A Publicidade no Divã

por Nadia Lappas | Psicanalista       

Aprendemos a comprar desde criança.

Mas o que exatamente você compra na gôndola? O que você coloca no carrinho de compras do seu aplicativo preferido?

Sabemos que hoje algoritmos medeiam nossas relações nas redes sociais, como também nossos caminhos de consumo na rede. Campo fértil para a publicidade que oferta magicamente tudo o que queremos. Queremos?

As técnicas em propaganda vão além da tecnologia da informação e são empregadas para influenciar atitudes favoráveis no público. Sedutoras, atuam no inconsciente dos consumidores, constroem lealdade e fidelidade às marcas.

Guy Debord, filósofo francês que cunhou o termo “sociedade do espetáculo”, mostra em seu livro de mesmo nome, como a indústria da comunicação se estabeleceu como uma protagonista da experiência humana, com processos bem estruturados de criação liderados pelas agências de publicidade e meios.

A propaganda então se empenhava em fazer com que a pessoa se identificasse a algo ou alguém tomado como modelo. Prometia felicidade, satisfação, prazer …

Para os dias atuais chamamos de “sociedade da informação”. Os ‘players’ mudaram, algumas práticas também, grupos caíram, outros surgiram, a comunicação persuasiva cede espaço para conteúdos mais elaborados, formatos mais customizados. Dessa maneira tentam criar um ‘sujeito’ consumidor.

Entretanto, aquele e esse consumidor ainda guardam ansiedade (agora bem mais poderosa), fantasias, desejos, por exemplo, cultivam ideais, enfim, a gincana parece continuar a mesma.

Ontem e hoje, o ser humano tem lá suas formas simbólicas de resolver alguns conflitos para assim reduzir essa ansiedade.

A publicidade como ferramenta do marketing tem se sofisticado para atender públicos. Podemos dizer que a linguagem utilizada nessa comunicação vai além da simples fala emitida, dando margem à fantasia do ser humano: eis a prática publicitária de persuadir o público.

Aqui a psicanálise nos ajuda a entender esses processos “invisíveis”, pode também auxiliar alguém que pratica consumo exagerado, por exemplo, ou dar ancoragem a uma pessoa que vive buscando algum tipo de satisfação em sua lista de compras, satisfação que nunca vem …
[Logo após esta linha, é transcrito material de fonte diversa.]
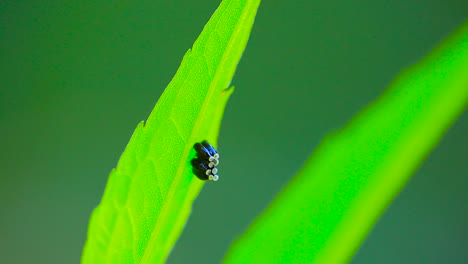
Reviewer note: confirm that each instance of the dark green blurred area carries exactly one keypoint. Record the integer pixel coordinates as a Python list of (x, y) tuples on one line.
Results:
[(76, 78)]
A boa compreensão das relações de consumo passa, em parte, por um processo de subjetivação em nível psíquico.

Lançar um olhar psicanalítico sobre a comunicação e o consumo vai muito além da relação entre consumo e necessidade: há o entendimento do sujeito que consome o produto além do concreto, consome também signos, imagens, representações, marcas. São manifestações ligadas ao consumo e estudadas pela Psicanálise.

Com esse movimento as pessoas passam a ser classificadas por estilo de vida e com isso as peças publicitárias prometem unicidade e individualidade embalados em forma de produto.

As associações dos produtos com as necessidades das pessoas ganham força e o amor, a família, a liberdade, as ideias nobres, o corpo etc. são exaltados em campanhas que nada tem a ver com tudo isso.

Pela própria lógica do capitalismo as empresas criam e vendem coisas que as pessoas não precisam – então a publicidade diz: “ Você precisa disso”.

Não se trata mais de um produto, uma mercadoria, se atinge a condição de símbolo, o sentido atribuído transcende a materialidade.

Existe uma abordagem interdisciplinar entre publicidade e psicanálise. Entender as nuances que permeiam a formação do desejo de consumo pode equilibrar contas que nunca fecham em algum orçamento familiar.

O consumidor contemporâneo entendido como parte de um universo simbólico, a promessa de satisfação, a “obturação” de uma falta, apontados para referências externas e estimulados pela propaganda, cooperam para uma certa alienação na decisão de compra.

Se toda a civilização se ergue sobre uma renúncia à satisfação pulsional, visto que a Cultura estabelece limites, instaurando-se uma falta, um vazio, onde pode se fundamentar o desejo, a sofisticação da propaganda seria explorar exatamente esse ponto da subjetividade humana?

Desejamos coisas ou desejamos desejos?